A third is like the former. (Act 5, Scene 1, p. 61)
Maybe Malcolm was only on the throne a little while? It is possible that after he died, one of his sons might have become king because Donalbain and Malcmolm had no sons. Personally, I would not trust Donalbain to rule any kingdom, and Malcolm was young and unmarried.
This is one of the historical inaccuracies of the play. In real Scottish history, Banquo and Fleance didn't exist; they aren't real people. The crowning of Malcolm to end this play was to appease Shakespeare's most important audience member, King James I. King James was a direct descendent of the real Malcolm from the play. In fact, the reference about the long line of kings would have been in direct relation to King James himself.
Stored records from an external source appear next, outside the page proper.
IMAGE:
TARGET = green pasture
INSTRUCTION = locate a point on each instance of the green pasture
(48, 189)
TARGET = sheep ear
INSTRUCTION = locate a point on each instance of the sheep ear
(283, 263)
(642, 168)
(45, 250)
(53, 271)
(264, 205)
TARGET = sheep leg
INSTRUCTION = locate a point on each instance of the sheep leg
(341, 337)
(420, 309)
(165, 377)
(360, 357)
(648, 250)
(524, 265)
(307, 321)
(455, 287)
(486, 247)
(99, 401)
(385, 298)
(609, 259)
So why include Banquo and Fleance? Because the events of this play never actually happened. The real King Duncan was killed in battle, as was the real King Macbeth, and there was never an assassination attempt on Duncan (at least not by Macbeth). At this time, historically, successors were named, not passed down. The real Malcolm was bitter about his father interceding the line with Macbeth (he probably didn't have much of a choice though because of Macbeth's elevated status with the Scottish elders). At any rate, after Malcolm (and later his brother Donald the Bane) because kings, they started slowly changing the history behind Macbeth's kingship. By the time King James was in power, Macbeth had become a traitor to the throne. While Shakespeare still took some liberties in turning Macbeth into a heartless killing monster, it would have been a characterization that appeased King James...and since King James was writing the checks, it was a good picture to paint!